How do we set up and configure our Neo4j Sink connector? What are some (personal) best practices for data ingestion into Neo4j?
After this blog post, you will understand how to setup up a Neo4J sink connector for Kafka as we did in our Traceability proof of concept to have all the event messages in Kafka automatically ingested into our Neo4J database.
Kafka: a quick overview
Kafka and Zookeeper
Kafka and Zookeeper are the two microservices that form the basis of every Kafka setup.

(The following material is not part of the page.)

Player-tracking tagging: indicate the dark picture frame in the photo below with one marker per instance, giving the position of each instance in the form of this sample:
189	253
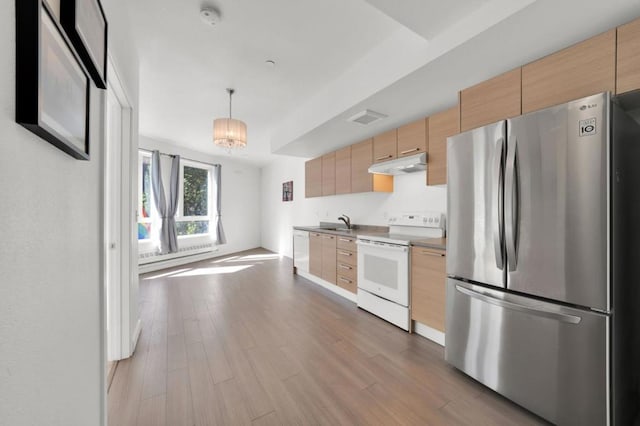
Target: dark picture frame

Zookeeper is the distributed consensus manager for the Kafka brokers (these are the container(s) running Kafka). In a production-ready Kafka deployment, there will be multiple brokers running and the data sent to Kafka will be replicated in different brokers, such that data can persist even if a broker goes down. The zookeeper service manages the collaboration between the brokers and ensures the High Availability of the Kafka service.

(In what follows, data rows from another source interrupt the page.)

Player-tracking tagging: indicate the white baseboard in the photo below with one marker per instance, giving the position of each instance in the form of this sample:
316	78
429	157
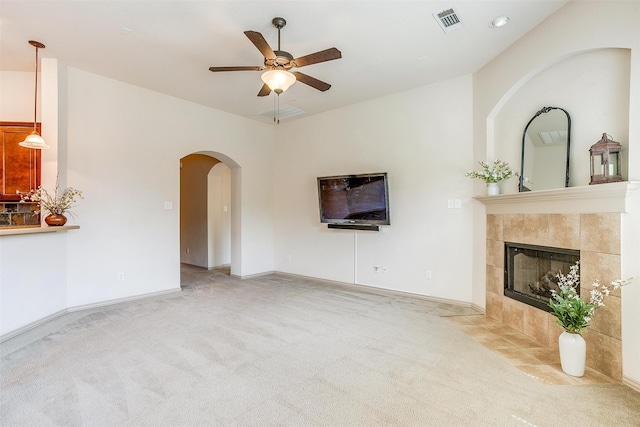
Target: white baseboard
121	300
76	308
389	291
32	325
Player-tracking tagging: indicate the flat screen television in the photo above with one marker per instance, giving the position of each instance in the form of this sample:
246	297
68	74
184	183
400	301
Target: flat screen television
354	199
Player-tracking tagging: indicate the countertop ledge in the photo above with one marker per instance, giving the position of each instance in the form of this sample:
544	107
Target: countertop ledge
12	231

Even though our example will only use 1 Kafka broker, we still have to spin up zookeeper for it to function (We use docker-compose version 3):
We set 'ZOOKEEPER_CLIENT_PORT: 2181', so we will connect to zookeeper in the internal docker network on zookeeper:2181.
More info on zookeeper can be found here. This will eventually not be relevant anymore as a new consensus protocol (KRaft) for Kafka is in development at the time of writing.
The most important configuration is the advertised listeners. We set the advertised listeners such that we can properly connect to the broker. In the internal docker network, we can reach the broker on kafka:9092 and on the host machine on localhost:29092. We then set the security protocol for each listener and tell Kafka which listener it uses for inter-broker communication (not that important for us since we only use 1 broker). more info
We then have to set the replication factor for the "offsets" topic (an internal topic that stores topic offsets for consumers) to 1. We can not replicate topics as we only have 1 broker. And since the default offset replication factor is 3, we would run into problems otherwise.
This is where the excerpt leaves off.